I was walking down the street one day and passed a newly constructed building on campus. The entire front wall of the building was glass. I happened to glance at the building and saw the reflection of a stunning woman walking close to me. I turned to see who she was, and only then realized that I had caught a glimpse of my own, much thinner, reflection. I ran into a ladies' room, locked myself in the first stall, sat on the toilet and cried.

I would go shopping and pick up clothing that was supposed to fit me (if a bit tightly) 4x, and find that hung off of me, and I would have to back for the 3x; nope, the 2x; nope, the 1x; nope, the XL.

I would sit on the floor of the dressing room in a panic, sobbing, because I did not know this body; and it was my body.

Where did my body go?

How did my body now engage the world?

What did it mean that my body was taking up so much less space? And yet had become so much more visible to others?

How did my body fill a space differently?

How did my body fit the world differently?

Why did I suddenly garner so much more attention?

Men smiled at me. Asked me for the time. When the next bus was expected. The quickest way to the train. All of this was weird.

Frightening were the men who would remark about their desire to engage physically with me.

I cried. A lot.

I haven't had that experience this time around.

I suppose in part because the change feels and looks much less dramatic to me, and because I am not yet thin enough to attract the gaze of men. I do not see any actual changes to my body. Before, when I lost weight, I lost it everywhere, but not everywhere all at once. When I regained it, I regained it disproportionately. The entire shape of my body had changed.

As I lose weight now, I seem to be losing it proportionately. My basic body shape has remained the same. I may be thinner, but the basic outline has not been altered. This makes it difficult for me to see the changes at all.
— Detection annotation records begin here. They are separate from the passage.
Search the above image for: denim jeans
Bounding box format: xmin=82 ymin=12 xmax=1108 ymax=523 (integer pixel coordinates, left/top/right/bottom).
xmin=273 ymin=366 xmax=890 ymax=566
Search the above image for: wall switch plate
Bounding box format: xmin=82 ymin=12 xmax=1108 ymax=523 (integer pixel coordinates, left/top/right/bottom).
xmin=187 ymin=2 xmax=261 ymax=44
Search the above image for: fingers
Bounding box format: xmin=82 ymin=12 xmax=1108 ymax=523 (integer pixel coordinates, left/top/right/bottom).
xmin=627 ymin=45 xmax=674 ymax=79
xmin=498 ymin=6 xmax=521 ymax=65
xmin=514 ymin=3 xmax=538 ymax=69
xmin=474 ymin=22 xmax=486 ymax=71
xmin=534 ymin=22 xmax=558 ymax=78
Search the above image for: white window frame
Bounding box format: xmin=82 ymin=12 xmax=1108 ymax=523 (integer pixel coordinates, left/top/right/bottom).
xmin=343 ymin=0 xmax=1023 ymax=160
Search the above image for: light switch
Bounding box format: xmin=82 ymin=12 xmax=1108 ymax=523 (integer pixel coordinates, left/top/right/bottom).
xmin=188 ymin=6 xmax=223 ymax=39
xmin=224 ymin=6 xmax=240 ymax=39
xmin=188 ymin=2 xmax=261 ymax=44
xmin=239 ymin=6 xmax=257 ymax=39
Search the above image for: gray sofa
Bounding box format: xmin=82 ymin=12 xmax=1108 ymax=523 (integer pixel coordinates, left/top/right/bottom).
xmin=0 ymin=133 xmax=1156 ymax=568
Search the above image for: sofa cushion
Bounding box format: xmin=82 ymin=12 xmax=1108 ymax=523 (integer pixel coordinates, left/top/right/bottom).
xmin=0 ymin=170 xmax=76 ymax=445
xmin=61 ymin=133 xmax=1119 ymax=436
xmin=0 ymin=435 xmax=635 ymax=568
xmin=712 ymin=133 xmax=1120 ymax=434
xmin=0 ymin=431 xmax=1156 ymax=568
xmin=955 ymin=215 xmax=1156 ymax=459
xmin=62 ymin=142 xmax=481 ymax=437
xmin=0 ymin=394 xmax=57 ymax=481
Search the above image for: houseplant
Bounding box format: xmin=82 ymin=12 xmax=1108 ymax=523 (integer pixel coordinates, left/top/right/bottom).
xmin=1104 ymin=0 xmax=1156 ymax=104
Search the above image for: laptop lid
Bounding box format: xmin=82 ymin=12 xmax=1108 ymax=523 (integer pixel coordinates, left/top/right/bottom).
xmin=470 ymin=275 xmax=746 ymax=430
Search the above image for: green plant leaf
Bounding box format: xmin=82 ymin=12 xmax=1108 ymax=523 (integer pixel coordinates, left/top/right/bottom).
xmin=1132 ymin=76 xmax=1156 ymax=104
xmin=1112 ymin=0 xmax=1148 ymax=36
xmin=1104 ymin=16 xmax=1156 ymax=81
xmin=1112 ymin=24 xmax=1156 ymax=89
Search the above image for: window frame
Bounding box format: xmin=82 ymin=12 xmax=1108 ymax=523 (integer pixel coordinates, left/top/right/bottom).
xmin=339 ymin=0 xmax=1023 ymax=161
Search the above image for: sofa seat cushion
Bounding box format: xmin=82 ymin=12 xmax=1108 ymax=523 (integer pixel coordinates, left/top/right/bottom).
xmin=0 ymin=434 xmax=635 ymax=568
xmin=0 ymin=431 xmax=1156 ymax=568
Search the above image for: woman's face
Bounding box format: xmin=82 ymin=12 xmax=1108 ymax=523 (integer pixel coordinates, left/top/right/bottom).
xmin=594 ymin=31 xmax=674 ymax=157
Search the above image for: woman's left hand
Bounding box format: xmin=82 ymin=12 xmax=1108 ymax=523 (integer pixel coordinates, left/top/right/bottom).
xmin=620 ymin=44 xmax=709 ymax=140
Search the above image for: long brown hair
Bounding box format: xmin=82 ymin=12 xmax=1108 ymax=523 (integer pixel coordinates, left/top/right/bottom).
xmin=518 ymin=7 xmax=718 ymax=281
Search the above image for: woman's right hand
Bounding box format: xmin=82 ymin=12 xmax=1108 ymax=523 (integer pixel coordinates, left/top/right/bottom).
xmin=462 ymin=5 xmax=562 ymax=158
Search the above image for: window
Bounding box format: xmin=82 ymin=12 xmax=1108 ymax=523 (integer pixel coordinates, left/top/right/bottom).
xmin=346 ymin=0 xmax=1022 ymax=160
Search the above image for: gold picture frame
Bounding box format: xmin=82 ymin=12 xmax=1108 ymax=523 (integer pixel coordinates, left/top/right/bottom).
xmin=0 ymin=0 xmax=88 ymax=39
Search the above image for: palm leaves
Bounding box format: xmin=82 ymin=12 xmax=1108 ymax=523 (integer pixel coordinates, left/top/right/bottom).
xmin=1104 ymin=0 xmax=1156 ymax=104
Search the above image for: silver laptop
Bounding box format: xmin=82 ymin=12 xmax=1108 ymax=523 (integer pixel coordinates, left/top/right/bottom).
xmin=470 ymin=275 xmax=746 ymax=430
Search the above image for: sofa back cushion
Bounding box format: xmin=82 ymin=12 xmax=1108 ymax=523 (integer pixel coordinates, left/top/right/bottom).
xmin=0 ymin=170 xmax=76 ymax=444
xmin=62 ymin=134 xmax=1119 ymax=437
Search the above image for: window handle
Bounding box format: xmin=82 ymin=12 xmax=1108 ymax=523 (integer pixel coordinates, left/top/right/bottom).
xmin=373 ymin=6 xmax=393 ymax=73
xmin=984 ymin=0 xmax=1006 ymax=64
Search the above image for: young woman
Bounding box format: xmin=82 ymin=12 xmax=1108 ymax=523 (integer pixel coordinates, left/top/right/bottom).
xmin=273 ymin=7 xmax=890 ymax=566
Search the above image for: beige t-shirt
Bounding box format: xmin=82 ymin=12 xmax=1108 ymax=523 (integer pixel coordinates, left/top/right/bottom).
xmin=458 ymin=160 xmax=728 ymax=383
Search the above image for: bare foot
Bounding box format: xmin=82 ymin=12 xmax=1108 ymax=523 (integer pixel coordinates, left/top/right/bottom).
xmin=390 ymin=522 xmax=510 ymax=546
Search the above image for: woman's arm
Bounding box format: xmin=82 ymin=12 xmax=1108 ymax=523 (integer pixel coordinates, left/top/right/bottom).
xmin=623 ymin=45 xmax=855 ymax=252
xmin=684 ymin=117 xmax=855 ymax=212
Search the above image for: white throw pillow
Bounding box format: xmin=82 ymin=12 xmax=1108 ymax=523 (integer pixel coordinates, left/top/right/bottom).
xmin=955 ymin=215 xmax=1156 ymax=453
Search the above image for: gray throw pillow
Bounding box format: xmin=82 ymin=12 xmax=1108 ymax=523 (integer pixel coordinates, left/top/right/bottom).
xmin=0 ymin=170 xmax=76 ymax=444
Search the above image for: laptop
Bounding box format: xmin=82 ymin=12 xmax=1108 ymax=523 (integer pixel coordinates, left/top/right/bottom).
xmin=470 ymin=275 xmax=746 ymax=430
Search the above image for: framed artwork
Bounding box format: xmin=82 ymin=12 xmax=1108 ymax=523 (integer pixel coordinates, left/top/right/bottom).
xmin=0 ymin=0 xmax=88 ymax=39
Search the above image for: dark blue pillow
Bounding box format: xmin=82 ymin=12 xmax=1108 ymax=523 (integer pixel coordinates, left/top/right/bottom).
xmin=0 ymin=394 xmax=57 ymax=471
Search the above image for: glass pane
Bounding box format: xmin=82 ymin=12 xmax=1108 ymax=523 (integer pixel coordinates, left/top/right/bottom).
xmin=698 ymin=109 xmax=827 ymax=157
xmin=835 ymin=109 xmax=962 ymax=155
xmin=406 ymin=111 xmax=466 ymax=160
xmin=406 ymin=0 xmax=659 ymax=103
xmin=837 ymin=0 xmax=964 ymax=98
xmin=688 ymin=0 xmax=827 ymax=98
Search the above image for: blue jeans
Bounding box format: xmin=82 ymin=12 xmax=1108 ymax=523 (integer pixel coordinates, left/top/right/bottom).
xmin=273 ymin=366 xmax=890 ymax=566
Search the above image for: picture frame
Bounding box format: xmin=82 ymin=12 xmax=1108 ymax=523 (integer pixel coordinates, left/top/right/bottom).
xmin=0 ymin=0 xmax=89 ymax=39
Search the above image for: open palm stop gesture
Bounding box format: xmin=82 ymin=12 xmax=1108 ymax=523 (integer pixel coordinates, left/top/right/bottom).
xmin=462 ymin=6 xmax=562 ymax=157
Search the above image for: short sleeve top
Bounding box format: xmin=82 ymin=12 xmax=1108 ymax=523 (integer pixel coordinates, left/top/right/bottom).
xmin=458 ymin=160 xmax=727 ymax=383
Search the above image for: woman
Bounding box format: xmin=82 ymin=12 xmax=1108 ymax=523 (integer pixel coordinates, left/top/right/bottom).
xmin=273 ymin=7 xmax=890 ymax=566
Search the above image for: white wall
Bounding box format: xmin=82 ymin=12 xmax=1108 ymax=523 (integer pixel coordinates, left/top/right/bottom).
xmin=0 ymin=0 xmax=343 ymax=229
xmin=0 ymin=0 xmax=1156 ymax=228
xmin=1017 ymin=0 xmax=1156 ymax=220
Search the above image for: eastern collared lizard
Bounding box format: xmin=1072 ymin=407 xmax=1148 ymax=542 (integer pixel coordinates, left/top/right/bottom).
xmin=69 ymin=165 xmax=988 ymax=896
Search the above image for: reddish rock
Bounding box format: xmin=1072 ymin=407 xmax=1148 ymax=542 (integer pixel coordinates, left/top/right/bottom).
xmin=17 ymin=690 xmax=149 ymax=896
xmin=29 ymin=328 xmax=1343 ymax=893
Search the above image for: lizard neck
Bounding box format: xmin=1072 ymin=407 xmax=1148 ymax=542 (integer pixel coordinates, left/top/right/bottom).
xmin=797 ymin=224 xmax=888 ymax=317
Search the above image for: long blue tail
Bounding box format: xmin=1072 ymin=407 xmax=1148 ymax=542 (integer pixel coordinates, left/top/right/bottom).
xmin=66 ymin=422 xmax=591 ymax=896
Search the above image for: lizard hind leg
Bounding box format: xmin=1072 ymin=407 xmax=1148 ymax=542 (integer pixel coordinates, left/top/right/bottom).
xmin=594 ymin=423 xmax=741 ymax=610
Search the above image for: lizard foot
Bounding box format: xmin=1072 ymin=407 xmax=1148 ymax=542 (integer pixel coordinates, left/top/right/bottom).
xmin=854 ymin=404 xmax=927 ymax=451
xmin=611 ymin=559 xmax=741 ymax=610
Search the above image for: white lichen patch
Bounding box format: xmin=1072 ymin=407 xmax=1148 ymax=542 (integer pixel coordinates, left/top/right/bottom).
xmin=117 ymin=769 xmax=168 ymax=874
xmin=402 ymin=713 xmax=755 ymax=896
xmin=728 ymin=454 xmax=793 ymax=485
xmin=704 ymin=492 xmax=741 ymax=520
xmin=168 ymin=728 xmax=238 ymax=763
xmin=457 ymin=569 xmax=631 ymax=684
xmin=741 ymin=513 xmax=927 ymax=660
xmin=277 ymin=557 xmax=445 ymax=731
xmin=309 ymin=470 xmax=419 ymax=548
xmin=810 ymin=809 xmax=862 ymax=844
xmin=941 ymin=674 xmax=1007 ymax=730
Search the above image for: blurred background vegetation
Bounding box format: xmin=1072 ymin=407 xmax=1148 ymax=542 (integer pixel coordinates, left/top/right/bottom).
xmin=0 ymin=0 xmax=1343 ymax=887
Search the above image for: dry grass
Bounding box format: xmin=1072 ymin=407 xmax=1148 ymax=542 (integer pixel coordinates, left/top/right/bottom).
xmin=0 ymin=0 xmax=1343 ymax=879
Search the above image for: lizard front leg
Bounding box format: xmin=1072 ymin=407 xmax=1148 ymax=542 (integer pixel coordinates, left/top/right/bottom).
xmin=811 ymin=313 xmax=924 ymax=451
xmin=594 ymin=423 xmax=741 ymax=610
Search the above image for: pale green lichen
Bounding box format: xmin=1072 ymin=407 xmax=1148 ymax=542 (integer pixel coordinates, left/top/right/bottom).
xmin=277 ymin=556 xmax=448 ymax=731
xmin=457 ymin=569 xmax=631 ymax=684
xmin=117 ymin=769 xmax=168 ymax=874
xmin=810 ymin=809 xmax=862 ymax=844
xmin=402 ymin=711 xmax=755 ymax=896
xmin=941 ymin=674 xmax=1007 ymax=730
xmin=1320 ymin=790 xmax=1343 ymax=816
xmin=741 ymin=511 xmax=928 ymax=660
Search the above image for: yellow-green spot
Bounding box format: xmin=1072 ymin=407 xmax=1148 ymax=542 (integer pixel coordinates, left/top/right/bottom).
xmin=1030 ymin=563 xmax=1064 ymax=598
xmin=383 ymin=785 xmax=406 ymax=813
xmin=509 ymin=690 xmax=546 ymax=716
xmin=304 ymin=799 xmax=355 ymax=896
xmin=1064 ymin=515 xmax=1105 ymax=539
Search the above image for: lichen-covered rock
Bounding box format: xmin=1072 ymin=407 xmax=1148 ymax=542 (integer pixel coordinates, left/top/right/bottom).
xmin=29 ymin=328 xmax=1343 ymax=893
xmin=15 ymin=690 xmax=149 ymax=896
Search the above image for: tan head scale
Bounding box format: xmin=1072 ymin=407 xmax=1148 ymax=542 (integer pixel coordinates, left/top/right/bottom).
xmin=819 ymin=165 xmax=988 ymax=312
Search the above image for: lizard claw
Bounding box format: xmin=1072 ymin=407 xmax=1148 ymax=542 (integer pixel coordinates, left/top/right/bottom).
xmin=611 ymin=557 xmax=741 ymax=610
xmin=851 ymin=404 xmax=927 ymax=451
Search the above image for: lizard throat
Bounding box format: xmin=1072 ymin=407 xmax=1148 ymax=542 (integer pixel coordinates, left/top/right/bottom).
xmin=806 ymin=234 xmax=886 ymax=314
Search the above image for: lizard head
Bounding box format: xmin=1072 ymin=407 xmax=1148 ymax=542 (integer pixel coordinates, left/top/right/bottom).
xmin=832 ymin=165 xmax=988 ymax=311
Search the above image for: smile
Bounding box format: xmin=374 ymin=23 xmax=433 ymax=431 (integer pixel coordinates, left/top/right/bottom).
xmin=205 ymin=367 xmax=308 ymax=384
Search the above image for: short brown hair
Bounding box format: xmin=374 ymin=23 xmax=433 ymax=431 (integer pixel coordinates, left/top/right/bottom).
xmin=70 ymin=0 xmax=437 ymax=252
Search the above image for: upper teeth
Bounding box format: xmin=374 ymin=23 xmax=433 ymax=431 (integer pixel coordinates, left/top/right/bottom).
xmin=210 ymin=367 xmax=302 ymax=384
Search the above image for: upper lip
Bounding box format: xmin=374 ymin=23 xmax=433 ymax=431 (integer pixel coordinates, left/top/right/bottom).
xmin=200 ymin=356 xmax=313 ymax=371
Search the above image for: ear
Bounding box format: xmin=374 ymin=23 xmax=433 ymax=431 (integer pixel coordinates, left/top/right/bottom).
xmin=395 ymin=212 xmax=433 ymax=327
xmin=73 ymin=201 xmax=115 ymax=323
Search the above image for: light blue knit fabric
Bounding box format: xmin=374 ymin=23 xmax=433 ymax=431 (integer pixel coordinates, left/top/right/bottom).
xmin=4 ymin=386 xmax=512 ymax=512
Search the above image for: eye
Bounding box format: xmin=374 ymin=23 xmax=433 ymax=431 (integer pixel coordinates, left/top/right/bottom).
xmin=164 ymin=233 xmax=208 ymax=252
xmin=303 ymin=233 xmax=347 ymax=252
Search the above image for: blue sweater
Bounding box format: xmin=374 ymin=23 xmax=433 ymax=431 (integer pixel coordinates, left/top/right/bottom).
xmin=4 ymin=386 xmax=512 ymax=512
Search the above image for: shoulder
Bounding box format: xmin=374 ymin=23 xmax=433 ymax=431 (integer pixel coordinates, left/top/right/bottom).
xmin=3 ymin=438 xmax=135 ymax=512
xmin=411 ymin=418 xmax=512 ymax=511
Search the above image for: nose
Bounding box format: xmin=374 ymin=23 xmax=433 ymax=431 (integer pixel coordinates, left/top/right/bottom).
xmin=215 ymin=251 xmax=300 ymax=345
I know that my panties have fallen off, my pants are sagging, my shirts are baggy, and my breasts no longer fill out the cups of my bra as the band sits just above my waist. Therefore, I know I need to buy panties, pants, shirts, dresses, and bras that are all a size smaller. So, I remember to grab the next size down.

I look at my body in the mirror and I see great folds of fat that just kind of hang out. They've been hanging out for awhile. They'll continue to hang out for awhile longer. I do notice that my belly button is lower, that I have slightly more wrinkles in place of the fat. But it's still there.

Sometimes, I sigh and wonder why I was so terrified of my thinner body all those years ago rather than appreciative of it.

Mostly, I just look at my saggy fat and think, just X number of pounds to go and I can start running again! Because that was the biggest benefit to being a much thinner fat girl:  I could run.

None of that is what got me writing today, however.

Today, it is simply this:  I appreciate the compliments and attention. It means a lot to me that people have noticed the change.

Please remain cognizant, however, that my value is not inversely proportionate to my weight.

And remember to compliment my character occasionally as well. Because that will never change.